John Wilson reviews Brian Dillon’s Suppose a Sentence: “If bad sentences make your brain hurt; if good sentences absorb your attention; if, like Kenner, you enjoy to a near-pathological degree ‘constructing English sentences’ of your own and finding in ‘other people’s books . . . the endless ways their structures can be combined,’ I have just the thing for you. Brian Dillon’s Suppose a Sentence is a tour de force of exposition, witty, learned but jargon-free, the work of a writer who is agreeably idiosyncratic. It consists of Dillon’s close readings and reflections on 27 sentences, in chronological sequence, from Shakespeare to Anne Boyer. An introductory chapter traces the origins and ground rules of the project; each short chapter thereafter begins with the sentence in question, exposition of which will also entail a look at other sentences.”
Randy Boyagoda takes stock of Elena Ferrante’s Neapolitan series: “The books were so readable that I couldn’t wait for Anna to finish reading the hard copies we owned. The story of two little girls growing up in Naples in the 1950s may not sound like the most engrossing reading, but it is, because of how Ferrante uses intense storytelling to illuminate the interior lives of her characters.”

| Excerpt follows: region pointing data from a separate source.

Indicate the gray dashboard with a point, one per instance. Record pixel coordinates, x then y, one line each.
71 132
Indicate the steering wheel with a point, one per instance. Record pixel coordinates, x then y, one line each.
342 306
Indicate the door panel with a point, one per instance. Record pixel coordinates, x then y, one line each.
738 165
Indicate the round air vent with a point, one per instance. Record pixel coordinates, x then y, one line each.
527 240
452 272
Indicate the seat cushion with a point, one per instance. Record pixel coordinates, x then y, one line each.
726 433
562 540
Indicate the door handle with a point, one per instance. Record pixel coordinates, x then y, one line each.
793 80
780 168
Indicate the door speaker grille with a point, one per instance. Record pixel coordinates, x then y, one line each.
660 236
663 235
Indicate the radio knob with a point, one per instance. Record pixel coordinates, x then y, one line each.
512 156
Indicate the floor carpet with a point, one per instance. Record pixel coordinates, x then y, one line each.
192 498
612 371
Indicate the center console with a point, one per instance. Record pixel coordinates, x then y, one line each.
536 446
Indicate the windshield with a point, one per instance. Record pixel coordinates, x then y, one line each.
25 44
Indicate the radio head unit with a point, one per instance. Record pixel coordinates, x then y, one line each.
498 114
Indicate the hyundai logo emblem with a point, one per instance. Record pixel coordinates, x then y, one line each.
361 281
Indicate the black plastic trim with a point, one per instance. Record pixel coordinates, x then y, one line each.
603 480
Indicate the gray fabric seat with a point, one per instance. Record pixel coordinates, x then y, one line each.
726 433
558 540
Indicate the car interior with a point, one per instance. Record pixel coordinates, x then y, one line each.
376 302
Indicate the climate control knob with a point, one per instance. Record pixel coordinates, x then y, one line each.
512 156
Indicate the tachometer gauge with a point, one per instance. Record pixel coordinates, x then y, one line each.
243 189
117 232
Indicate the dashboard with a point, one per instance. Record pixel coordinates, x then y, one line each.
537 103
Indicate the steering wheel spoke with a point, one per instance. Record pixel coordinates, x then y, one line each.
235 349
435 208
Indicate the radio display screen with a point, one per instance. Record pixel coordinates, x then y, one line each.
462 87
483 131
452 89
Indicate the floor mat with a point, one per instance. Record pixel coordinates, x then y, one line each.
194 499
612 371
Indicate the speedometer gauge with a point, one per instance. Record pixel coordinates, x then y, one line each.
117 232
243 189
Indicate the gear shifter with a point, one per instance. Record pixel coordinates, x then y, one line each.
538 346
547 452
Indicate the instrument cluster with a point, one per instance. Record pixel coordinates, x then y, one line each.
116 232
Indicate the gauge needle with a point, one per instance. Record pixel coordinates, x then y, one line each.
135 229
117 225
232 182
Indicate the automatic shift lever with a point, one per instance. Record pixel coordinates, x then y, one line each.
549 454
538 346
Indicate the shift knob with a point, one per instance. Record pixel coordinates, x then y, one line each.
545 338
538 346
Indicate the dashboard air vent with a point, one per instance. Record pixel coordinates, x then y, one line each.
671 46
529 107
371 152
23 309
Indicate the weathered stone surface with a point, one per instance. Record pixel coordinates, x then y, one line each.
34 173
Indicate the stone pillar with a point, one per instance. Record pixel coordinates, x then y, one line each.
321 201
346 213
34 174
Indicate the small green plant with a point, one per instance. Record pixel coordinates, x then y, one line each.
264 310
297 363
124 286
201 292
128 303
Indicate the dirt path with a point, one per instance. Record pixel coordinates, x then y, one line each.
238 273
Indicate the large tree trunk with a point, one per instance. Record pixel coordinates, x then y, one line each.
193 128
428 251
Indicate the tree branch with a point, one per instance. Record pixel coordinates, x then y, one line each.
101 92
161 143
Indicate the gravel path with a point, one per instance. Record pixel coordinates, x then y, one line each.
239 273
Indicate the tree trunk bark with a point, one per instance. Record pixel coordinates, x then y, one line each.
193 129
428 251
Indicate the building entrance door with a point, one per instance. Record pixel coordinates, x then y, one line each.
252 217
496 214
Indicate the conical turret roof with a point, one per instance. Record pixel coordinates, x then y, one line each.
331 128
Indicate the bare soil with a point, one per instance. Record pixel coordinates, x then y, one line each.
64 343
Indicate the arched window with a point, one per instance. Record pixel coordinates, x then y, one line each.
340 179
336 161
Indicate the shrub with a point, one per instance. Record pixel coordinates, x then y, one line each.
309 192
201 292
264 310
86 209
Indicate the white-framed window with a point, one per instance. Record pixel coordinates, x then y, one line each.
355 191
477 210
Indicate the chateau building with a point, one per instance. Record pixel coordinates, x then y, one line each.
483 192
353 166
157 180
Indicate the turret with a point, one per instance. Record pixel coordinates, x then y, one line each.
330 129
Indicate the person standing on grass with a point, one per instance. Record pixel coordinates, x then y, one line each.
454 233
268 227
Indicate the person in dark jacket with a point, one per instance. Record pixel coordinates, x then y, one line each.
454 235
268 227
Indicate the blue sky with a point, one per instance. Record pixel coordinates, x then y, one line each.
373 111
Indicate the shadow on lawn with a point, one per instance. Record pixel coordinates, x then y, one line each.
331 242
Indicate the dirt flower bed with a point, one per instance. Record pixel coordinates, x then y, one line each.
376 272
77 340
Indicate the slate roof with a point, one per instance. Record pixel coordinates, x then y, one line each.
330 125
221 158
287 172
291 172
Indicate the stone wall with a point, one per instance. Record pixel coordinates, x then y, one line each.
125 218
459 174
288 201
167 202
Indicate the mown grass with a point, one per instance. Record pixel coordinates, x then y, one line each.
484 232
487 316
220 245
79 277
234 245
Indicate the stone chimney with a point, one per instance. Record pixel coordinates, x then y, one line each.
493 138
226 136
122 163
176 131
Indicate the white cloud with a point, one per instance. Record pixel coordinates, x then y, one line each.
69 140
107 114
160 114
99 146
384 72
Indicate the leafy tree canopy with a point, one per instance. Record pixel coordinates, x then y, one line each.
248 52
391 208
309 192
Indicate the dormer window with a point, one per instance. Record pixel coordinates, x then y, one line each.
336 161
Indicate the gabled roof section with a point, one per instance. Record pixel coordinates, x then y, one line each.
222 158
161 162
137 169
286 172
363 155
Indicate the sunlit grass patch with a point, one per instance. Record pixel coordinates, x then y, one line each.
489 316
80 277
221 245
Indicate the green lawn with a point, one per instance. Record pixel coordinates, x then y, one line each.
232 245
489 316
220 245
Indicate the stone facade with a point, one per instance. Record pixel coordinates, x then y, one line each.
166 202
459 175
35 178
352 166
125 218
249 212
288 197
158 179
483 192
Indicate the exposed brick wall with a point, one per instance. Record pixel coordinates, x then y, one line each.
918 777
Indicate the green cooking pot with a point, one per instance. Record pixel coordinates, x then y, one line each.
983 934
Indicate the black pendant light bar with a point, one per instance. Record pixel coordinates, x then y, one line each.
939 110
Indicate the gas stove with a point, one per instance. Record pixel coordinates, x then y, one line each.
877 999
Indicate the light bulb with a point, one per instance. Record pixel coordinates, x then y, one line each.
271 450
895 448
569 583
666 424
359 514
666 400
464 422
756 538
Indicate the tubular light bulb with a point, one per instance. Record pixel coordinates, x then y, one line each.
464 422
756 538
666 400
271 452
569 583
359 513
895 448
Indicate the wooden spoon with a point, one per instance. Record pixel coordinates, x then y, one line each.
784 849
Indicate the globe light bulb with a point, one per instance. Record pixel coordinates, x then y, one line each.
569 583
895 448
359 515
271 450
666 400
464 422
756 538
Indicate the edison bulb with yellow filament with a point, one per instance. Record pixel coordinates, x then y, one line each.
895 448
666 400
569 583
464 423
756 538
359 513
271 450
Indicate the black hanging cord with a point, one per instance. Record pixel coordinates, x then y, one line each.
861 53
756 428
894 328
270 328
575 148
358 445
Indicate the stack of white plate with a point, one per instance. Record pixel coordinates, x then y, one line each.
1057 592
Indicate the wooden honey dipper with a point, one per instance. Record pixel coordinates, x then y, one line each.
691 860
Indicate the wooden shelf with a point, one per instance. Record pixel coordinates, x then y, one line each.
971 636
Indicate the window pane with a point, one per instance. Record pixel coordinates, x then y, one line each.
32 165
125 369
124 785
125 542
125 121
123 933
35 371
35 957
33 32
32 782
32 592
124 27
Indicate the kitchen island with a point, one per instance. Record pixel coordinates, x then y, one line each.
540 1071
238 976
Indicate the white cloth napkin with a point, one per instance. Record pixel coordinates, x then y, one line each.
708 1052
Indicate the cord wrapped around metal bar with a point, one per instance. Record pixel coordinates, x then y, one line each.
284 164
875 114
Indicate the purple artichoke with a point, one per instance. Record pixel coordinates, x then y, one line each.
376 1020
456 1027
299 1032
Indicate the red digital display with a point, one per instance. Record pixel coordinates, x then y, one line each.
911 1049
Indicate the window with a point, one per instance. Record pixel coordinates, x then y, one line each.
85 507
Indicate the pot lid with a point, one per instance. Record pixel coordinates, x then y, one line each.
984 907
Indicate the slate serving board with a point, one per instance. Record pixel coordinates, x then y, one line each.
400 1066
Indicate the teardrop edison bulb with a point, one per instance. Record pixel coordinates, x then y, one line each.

One of the first artists to paint everyday things was the Master of Flémalle. Who was he? “There are many marvelous things to be seen in the Musée des Beaux-Arts at Dijon. But when I paid a visit a couple of years ago (in those days you could just step on a train and do such things), it was a little picture of the Nativity that particularly caught my eye. Its date, artist and original owner are all uncertain, but its beauty and originality were clear at a glance. Here, for almost the first time in European art, the appearance of ordinary things and people were the subject of close, rapt observation.”
Hillel Halkin revisits Steve Kogan’s Winter Vigil: “The thing about social change, especially when it’s technologically driven, is that the good always comes with the bad. It’s a package deal. Modern medicine can cure an array of once untreatable diseases, but where are the days, remembered by Kogan and me, when family doctors routinely made house calls and came when you needed them? The automobile shrank distances, relieved the isolation of millions, clogged roads and streets, exfoliated cities, poisoned their air. Television educated and entertained generations of viewers while reducing large numbers of them to stupefaction. Air travel, computers, smartphones, social media—you can say the same for them all. Winter Vigil doesn’t say it by arguing. Mostly, Kogan makes the case for the times he grew up in by describing their rich texture and leaving us to compare them with being young today.”
Sam Weller and Dana Gioia talk about Ray Bradbury: “Regional identity matters more in American literature than many critics assume. We have a very mobile society, so today many writers are almost placeless. But Bradbury is a perfect example of a writer for whom regional identity was very important.”
The time Theodore Dreiser slapped Sinclair Lewis in the face . . . twice: “At the banquet Dorothy and Sinclair avoided Theodore, but when America’s new Nobel laureate was asked to say a few words, Lewis stood up and announced, ‘I feel disinclined to say anything in the presence of the son of a bitch who stole 3,000 words from my wife’s book.’ After dinner Dreiser confronted the inebriated Lewis and dared him to repeat his accusation. When Lewis obliged, Dreiser slapped his face. While a bystander held Lewis’s limp arms, Dreiser again challenged him to repeat his charge. Lewis did, and was slapped again. At that point Dreiser was asked to leave, and he did so as fast as he could.”